July 26, 2022
Release Subtitle:
Researchers design and trace a modified cholera toxin to cell organelles
for insights on glycoprotein trafficking inside compartments of cells
Release Summary Text:
How are sugar moieties added to proteins inside cells? Although
extensively studied, details of the mechanism involved in protein
glycosylation at the level of organelles—subcellular compartments—remain
fuzzy, owing to difficulties in visualizing the transport of
glycoproteins inside these organelles. To unravel the mystery,
researchers from Japan have now designed and synthesized an artificial
protein derived from the cholera toxin that can be monitored inside the
cell as it travels to cell organelles.
Full text of release:
Proteins usually undergo modifications during or after their synthesis
in the endoplasmic reticulum (ER) and Golgi apparatus network inside
eukaryotic cells. One such modification is glycosylation, whereby
sugars, such as glycans, are added to newly synthesized proteins.
Glycans allow proteins to fold properly, in turn making them stable and
biologically active for various cell processes. However, the exact
mechanism of glycosylation in the ER and Golgi are still not known. One
way to study the process of glycosylation during protein synthesis is to
deliver synthetic proteins to specific cell organelles and observe
their subcellular dynamics. But this is often hindered by the lack of
specific delivery methods to organelles like the ER and Golgi.
To this end, Dr. Ayano Satoh from Okayama University and Dr. Yuta Maki,
Kazuki Kawata, Dr. Yanbo Liu, Kang-Ying Goo, Dr. Ryo Okamoto, and Prof.
Dr. Yasuhiro Kajihara from Osaka University, Japan investigated the
feasibility of modifying cholera toxin (CT) for targeted delivery to the
ER and Golgi. CT is a protein produced by the bacterium Vibrio cholerae
and is responsible for the hallmark symptoms of diarrhea—repeated
loose, watery stools. The toxin is made up of two subunits: CTA, which
causes diarrhea, and CTB, which helps the toxin enter cells. CT enters
the cell through the membrane into small cellular vehicles called
endosomes that deliver it to the Golgi bodies. From there, an
ER-specific amino acid sequence of CTA takes CT into the ER, where the
toxin springs into action to cause diarrhea. “CT
is a protein that naturally gets delivered specifically to the Golgi
and ER. This made it an attractive candidate for our investigation,”
says Dr. Satoh, explaining the reason behind selecting this protein for
their study, which was first published on May 23, 2022, in Chemistry – A European Journal.

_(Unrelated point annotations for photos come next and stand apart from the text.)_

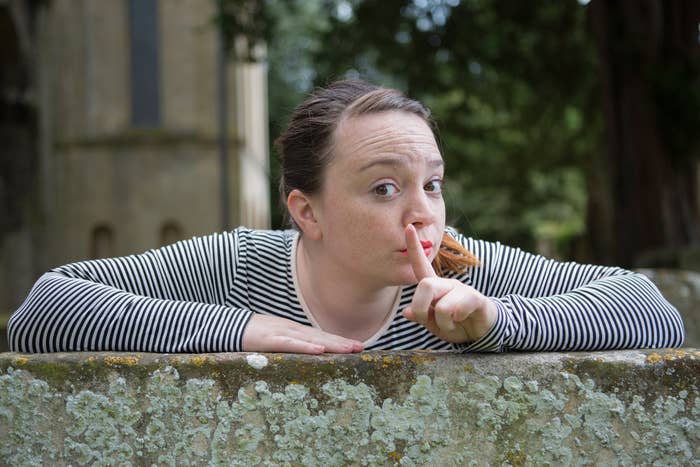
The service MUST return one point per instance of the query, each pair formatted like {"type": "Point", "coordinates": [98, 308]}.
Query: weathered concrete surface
{"type": "Point", "coordinates": [407, 408]}
{"type": "Point", "coordinates": [682, 289]}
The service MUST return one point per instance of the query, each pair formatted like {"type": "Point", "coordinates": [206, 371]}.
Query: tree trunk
{"type": "Point", "coordinates": [650, 184]}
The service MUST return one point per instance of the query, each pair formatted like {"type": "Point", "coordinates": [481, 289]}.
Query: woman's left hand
{"type": "Point", "coordinates": [453, 311]}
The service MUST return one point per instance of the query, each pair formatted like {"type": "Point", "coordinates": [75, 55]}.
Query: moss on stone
{"type": "Point", "coordinates": [383, 408]}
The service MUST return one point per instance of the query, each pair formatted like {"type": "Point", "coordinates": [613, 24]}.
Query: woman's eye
{"type": "Point", "coordinates": [434, 186]}
{"type": "Point", "coordinates": [385, 189]}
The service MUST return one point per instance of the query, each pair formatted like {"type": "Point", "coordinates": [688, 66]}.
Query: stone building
{"type": "Point", "coordinates": [120, 152]}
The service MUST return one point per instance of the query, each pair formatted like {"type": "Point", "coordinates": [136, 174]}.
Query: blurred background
{"type": "Point", "coordinates": [570, 128]}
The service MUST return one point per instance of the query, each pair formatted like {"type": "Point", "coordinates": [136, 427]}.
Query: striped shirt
{"type": "Point", "coordinates": [198, 295]}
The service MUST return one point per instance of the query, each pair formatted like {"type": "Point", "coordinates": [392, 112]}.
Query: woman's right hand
{"type": "Point", "coordinates": [273, 334]}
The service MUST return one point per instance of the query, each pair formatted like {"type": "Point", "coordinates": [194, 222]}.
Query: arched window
{"type": "Point", "coordinates": [102, 241]}
{"type": "Point", "coordinates": [170, 232]}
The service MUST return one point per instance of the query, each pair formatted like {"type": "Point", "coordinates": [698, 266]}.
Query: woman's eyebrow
{"type": "Point", "coordinates": [397, 161]}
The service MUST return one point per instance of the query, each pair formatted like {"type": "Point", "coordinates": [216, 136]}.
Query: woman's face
{"type": "Point", "coordinates": [385, 172]}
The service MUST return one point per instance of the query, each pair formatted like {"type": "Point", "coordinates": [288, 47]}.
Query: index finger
{"type": "Point", "coordinates": [419, 262]}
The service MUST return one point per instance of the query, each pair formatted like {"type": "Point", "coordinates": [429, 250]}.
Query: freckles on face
{"type": "Point", "coordinates": [386, 171]}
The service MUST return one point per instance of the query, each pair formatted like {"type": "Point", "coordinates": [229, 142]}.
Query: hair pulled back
{"type": "Point", "coordinates": [305, 148]}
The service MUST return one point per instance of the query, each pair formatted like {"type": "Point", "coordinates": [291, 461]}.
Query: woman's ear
{"type": "Point", "coordinates": [302, 211]}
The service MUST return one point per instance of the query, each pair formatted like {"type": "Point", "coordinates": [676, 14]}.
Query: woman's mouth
{"type": "Point", "coordinates": [427, 248]}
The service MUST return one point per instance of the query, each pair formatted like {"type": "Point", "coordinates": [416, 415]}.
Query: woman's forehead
{"type": "Point", "coordinates": [396, 135]}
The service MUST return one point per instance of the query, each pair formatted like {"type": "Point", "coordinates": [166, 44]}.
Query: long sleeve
{"type": "Point", "coordinates": [173, 299]}
{"type": "Point", "coordinates": [548, 305]}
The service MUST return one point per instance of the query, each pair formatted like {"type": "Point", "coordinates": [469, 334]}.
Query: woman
{"type": "Point", "coordinates": [369, 265]}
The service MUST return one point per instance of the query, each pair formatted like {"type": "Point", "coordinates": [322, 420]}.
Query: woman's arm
{"type": "Point", "coordinates": [543, 304]}
{"type": "Point", "coordinates": [174, 299]}
{"type": "Point", "coordinates": [166, 300]}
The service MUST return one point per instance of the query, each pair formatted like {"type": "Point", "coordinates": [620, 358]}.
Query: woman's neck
{"type": "Point", "coordinates": [340, 304]}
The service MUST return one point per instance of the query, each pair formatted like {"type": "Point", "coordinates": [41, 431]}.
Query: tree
{"type": "Point", "coordinates": [649, 59]}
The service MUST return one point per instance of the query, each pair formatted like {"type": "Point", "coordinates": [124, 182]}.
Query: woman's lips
{"type": "Point", "coordinates": [427, 248]}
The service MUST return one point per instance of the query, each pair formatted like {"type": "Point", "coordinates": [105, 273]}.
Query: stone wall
{"type": "Point", "coordinates": [385, 408]}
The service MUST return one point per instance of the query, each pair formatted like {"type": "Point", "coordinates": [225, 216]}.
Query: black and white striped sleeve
{"type": "Point", "coordinates": [166, 300]}
{"type": "Point", "coordinates": [545, 305]}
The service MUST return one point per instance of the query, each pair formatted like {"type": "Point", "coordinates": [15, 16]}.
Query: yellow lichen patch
{"type": "Point", "coordinates": [114, 360]}
{"type": "Point", "coordinates": [20, 360]}
{"type": "Point", "coordinates": [654, 358]}
{"type": "Point", "coordinates": [199, 360]}
{"type": "Point", "coordinates": [386, 361]}
{"type": "Point", "coordinates": [674, 354]}
{"type": "Point", "coordinates": [422, 359]}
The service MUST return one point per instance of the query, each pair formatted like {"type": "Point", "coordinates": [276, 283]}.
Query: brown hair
{"type": "Point", "coordinates": [305, 147]}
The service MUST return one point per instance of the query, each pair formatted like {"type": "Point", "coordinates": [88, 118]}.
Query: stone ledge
{"type": "Point", "coordinates": [376, 408]}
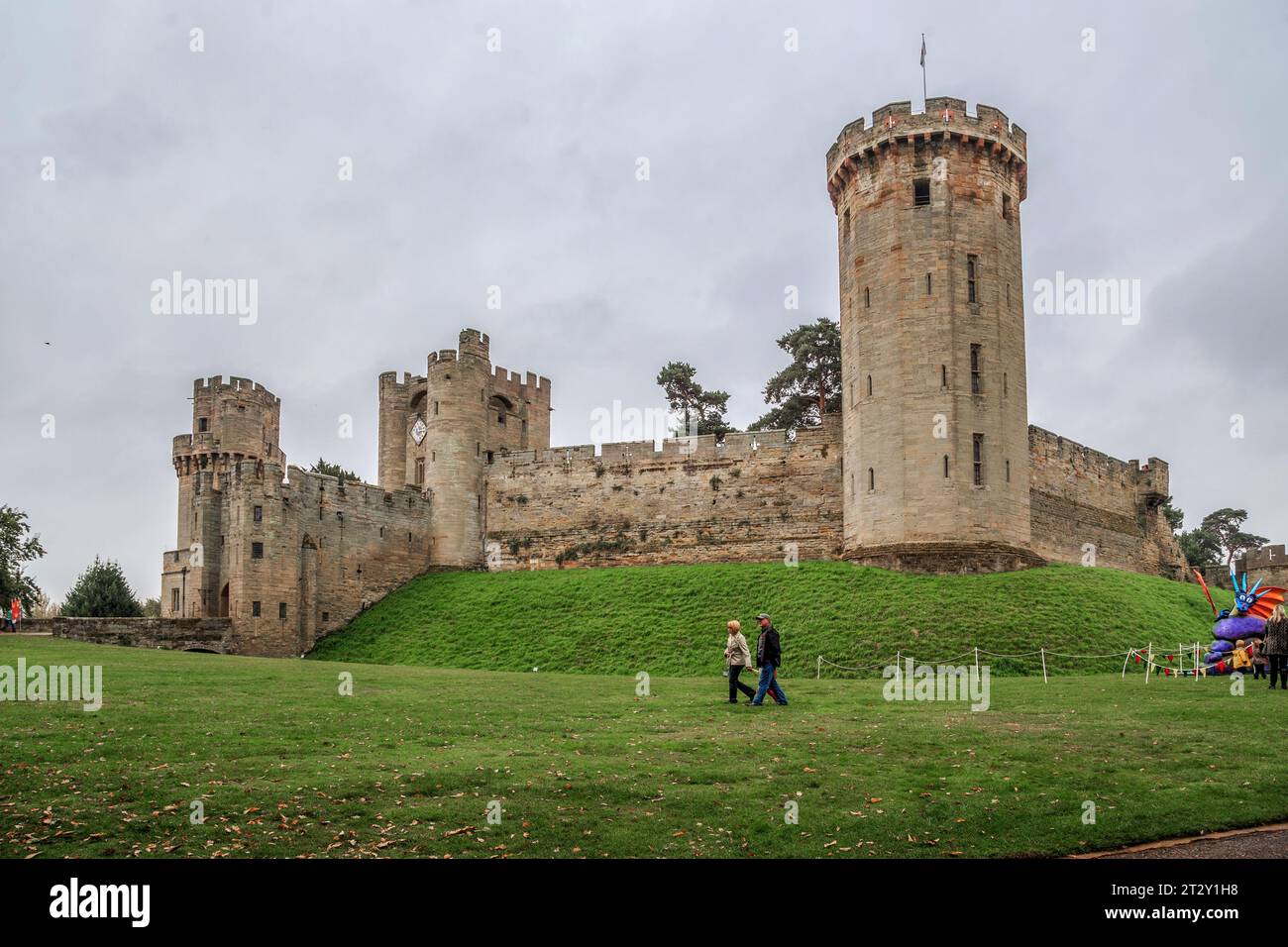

The team synthesized an artificial, glycosylated form of the non-toxic
CTB and tracked its intracellular journey using the HiBiT
bioluminescence system engineered from the luciferase enzyme. In the
system that the team used, the larger fragment of luciferase was added
to particular receptors on the ER and Golgi. CTB was tagged with the
smaller fragment of luciferase. The system works by emitting light when
the two fragments bind to each other. Thus, the team tracked the
artificial CTB’s movement through the organelles in real time by
checking for the emittance of light. Talking about the highlights of
their study, Dr. Satoh says, “We
designed and chemically synthesized the glycosyl-CTB and demonstrated
its trafficking into the ER and Golgi of living cells. We also
established a method to quantitatively monitor the trafficking of CTB to
these organelles.”
The successful monitoring and delivery of the artificial CTB may pave
the way for a new phase of research in understanding protein
modification in compartments of living cells. The team emphasizes that
their method of preparing CTB allows for developing various mutant forms
of the protein as well as CTB bearing different glycans on its surface
to help investigate the functions of N-glycan in cells.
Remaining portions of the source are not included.